Now to connect, you first need to find them.  You can't specify an address
as usual, since your task JVMs would all be trying to use the same one.  If
there's a particular reducer you want to connect to, use the jobtracker
(:50030) to find which cluster node it's running on and ssh to that one. 
Otherwise, just connect to any cluster node you want.  Then run

    ps awfx | grep debug | awk '{print $1}'

which will give you a whole bunch of process ids whose calls contain the
string "debug".  Some of these are your task JVMs!  Anyway, pick one -- say
it's 2317 -- and run

    sudo netstat -ap | grep 2317

which will tell you what port the task is waiting and listening on.

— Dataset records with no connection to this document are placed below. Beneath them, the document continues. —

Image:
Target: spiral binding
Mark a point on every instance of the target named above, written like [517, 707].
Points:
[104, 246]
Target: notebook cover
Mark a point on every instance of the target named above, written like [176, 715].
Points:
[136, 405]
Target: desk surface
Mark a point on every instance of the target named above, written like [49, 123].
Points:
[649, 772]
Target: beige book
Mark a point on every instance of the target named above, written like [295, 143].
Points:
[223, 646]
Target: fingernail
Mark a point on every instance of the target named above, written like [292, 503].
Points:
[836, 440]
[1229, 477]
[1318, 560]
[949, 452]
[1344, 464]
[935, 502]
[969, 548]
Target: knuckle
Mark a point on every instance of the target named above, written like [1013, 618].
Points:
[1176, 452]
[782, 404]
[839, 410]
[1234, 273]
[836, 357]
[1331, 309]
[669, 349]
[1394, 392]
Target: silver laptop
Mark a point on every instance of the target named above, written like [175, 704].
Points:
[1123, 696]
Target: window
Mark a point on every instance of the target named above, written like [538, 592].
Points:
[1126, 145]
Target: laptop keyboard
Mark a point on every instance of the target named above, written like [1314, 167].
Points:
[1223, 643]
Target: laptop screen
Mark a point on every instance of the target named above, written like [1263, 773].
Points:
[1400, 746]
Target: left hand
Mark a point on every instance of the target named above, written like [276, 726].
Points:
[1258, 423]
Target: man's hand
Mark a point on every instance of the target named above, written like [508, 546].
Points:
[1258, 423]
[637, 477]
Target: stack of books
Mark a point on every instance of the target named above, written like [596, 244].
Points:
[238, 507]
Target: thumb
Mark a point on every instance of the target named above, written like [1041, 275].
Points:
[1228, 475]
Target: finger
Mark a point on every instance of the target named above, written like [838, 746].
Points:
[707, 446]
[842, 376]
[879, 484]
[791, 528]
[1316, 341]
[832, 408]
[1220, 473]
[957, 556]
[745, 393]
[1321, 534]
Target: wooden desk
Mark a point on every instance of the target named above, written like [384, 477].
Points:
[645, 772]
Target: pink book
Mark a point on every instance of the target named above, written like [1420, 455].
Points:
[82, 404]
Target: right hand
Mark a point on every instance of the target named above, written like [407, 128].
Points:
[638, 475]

NOW you can go back into your IntelliJ and configure a remote debugger. 
Tell it to connect to the host you were sshed into, at the port you just
found.  Set your breakpoint; connect your debugger; and you're good to go.

Oh, and by default you've only got about 10 minutes to get this done
before your jobtracker decides that your task node is dead and kills it. 
Set the mapreduce.task.timeout higher if you want to have more time to
work.

hth

Re: Debugging mapper

Posted by Joey Echeverria <jo...@cloudera.com>.
You might also want to look into MRUnit[1]. It lets you mock the
behavior of the framework to test your map and reduce classes in
isolation. Can't discover all bugs, but a useful tool and works nicely
with IDE debuggers.

-Joey

[1] http://incubator.apache.org/mrunit/

On Thu, Sep 15, 2011 at 3:51 PM, Frank Astier <fa...@yahoo-inc.com> wrote:
> Hi -
>
> I’m using IntelliJ and the WordCount example in Hadoop (which uses MiniMRCluster). Is it possible to set an IntelliJ debugger breakpoint straight into the map function of the mapper? - I’ve tried, but so far, the debugger does not stop at the breakpoint.
>
> Thanks!
>
> Frank
>



-- 
Joseph Echeverria
Cloudera, Inc.
443.305.9434